= NIH Office of Technology Transfer =

The NIH Office of Technology Transfer is an office of the National Institutes of Health (NIH) a United States federal government agency responsible for biomedical and public health research. The NIH Office of Technology transfer manages all intramural inventions from the NIH and CDC as mandated by the Federal Technology Transfer Act and related legislation. It was established in 1986 subsequent to the Federal Technology Transfer Act as a centralized group to oversee patent and license matters for all of the NIH Institutes and Centers. The office allows both agencies to better license their work for international use.

OTT staff provide management and oversight of the collection and disbursement of royalties, monitor and enforce patent rights and licensing agreements, coordinate the payment of all patent annuities, market available technologies to the private sector, provide legal docketing services, and provide technology development systems support and expertise to the NIH Technology Transfer community.
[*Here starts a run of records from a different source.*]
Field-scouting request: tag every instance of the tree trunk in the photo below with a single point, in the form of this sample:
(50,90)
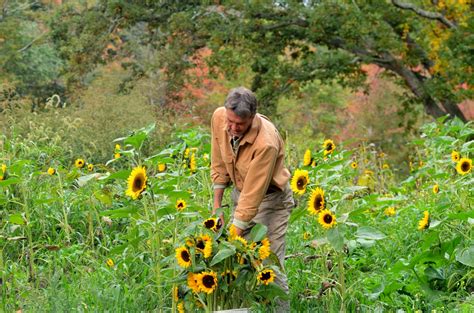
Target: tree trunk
(416,86)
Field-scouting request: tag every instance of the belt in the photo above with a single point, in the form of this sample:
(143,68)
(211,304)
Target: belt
(272,189)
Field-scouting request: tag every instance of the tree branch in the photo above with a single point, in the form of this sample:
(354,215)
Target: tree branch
(423,13)
(32,42)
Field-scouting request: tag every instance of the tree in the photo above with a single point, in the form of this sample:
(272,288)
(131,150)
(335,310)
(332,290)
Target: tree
(426,46)
(31,66)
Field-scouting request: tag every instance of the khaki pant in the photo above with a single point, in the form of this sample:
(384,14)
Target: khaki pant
(274,212)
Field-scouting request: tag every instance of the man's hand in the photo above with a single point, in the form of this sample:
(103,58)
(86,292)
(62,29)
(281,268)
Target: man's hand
(238,231)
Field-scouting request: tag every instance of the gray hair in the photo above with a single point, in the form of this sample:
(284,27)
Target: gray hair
(242,102)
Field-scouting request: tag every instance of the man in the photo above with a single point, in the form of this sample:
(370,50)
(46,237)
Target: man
(248,151)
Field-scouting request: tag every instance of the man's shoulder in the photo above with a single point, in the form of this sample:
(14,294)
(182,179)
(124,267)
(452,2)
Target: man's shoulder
(268,134)
(218,117)
(219,112)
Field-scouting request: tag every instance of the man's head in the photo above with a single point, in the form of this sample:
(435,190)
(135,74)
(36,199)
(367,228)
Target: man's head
(241,107)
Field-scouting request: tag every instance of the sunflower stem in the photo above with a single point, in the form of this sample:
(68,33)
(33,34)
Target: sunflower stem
(155,245)
(342,278)
(63,206)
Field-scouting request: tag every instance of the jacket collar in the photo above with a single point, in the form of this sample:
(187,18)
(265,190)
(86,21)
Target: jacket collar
(252,132)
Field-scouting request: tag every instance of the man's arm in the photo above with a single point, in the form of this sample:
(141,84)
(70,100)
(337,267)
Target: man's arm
(218,194)
(256,183)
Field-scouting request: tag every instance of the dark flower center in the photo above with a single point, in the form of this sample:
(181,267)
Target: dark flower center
(465,166)
(318,202)
(138,183)
(327,218)
(266,275)
(208,281)
(200,244)
(185,256)
(209,223)
(301,183)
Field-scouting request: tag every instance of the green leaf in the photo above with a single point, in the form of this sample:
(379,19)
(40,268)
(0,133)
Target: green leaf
(9,181)
(122,174)
(17,219)
(461,216)
(336,238)
(433,273)
(258,232)
(296,214)
(375,292)
(119,213)
(224,252)
(103,197)
(466,256)
(136,140)
(81,181)
(370,233)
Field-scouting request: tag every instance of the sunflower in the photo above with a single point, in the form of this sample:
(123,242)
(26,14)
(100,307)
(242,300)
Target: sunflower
(192,163)
(136,182)
(424,223)
(464,166)
(306,235)
(229,276)
(328,146)
(161,167)
(299,181)
(180,307)
(266,276)
(175,293)
(316,202)
(326,219)
(307,158)
(193,282)
(390,211)
(264,250)
(180,205)
(207,282)
(183,256)
(241,240)
(79,163)
(232,231)
(455,156)
(204,245)
(211,223)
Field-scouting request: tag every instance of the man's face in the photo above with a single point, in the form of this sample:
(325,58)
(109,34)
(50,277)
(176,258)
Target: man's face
(236,125)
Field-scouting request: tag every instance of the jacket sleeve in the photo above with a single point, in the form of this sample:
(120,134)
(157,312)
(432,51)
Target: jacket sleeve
(219,174)
(256,183)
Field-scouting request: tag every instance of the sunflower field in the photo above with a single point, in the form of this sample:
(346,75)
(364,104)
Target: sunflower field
(136,233)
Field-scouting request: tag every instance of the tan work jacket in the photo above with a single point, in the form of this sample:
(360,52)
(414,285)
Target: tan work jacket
(257,164)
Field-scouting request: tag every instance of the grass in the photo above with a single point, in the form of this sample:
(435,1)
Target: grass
(57,232)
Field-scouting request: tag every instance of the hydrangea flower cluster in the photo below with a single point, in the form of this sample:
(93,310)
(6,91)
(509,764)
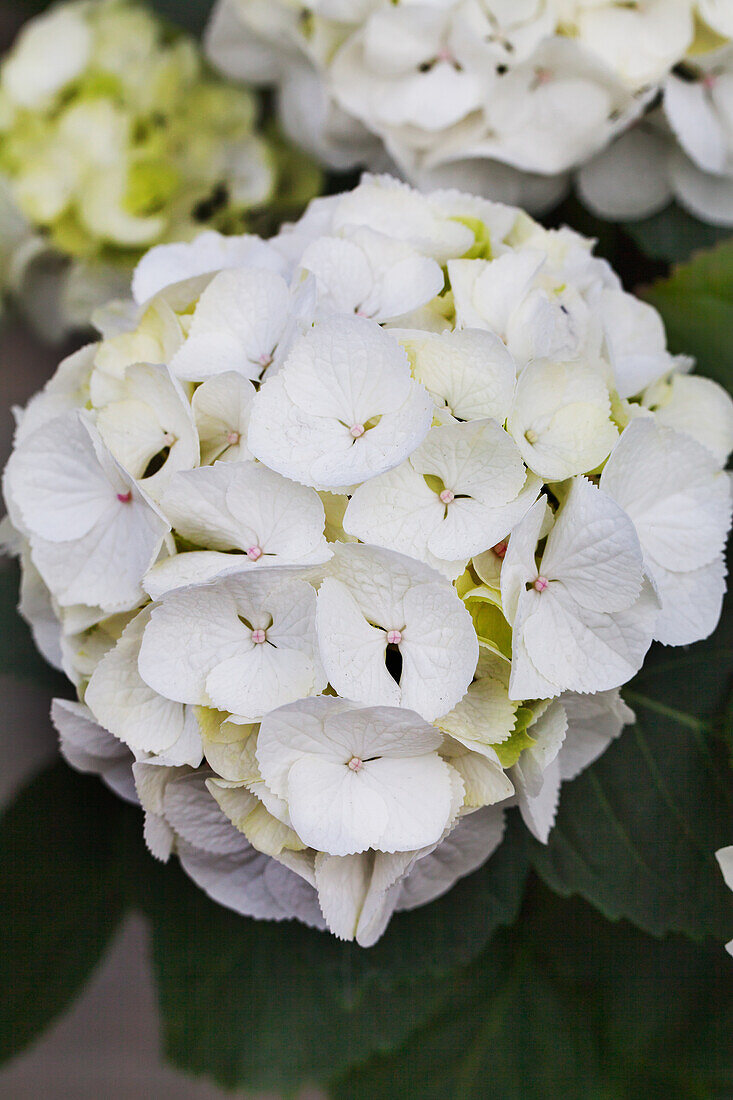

Technology transfer at the NIH is a process which transfers medical knowledge from NIH laboratories to other organizations for the purpose of developing that knowledge into medical products to enhance the public health. In the course of their research, NIH scientists often make important medical discoveries. These NIH scientists disclose their discoveries to NIH technology transfer specialists who decide if patenting is appropriate, and when a patent is sought, begin to seek appropriate development and commercialization partners and licensees. Inventions developed in the NIH's laboratories are owned by the NIH and are patented as appropriate. Through such resources as Federal Register notices and the NIH's website, potential licensees and collaborators are made aware of NIH inventions, and discussions begin between them and the NIH technology transfer specialist. These discussions then develop into agreement negotiations, with the ultimate goal being a license or other collaboration agreement to develop NIH inventions further into medical products.

Patent prosecution decisions and the negotiation and execution of new licenses, are the responsibility of the individual institutes within the NIH.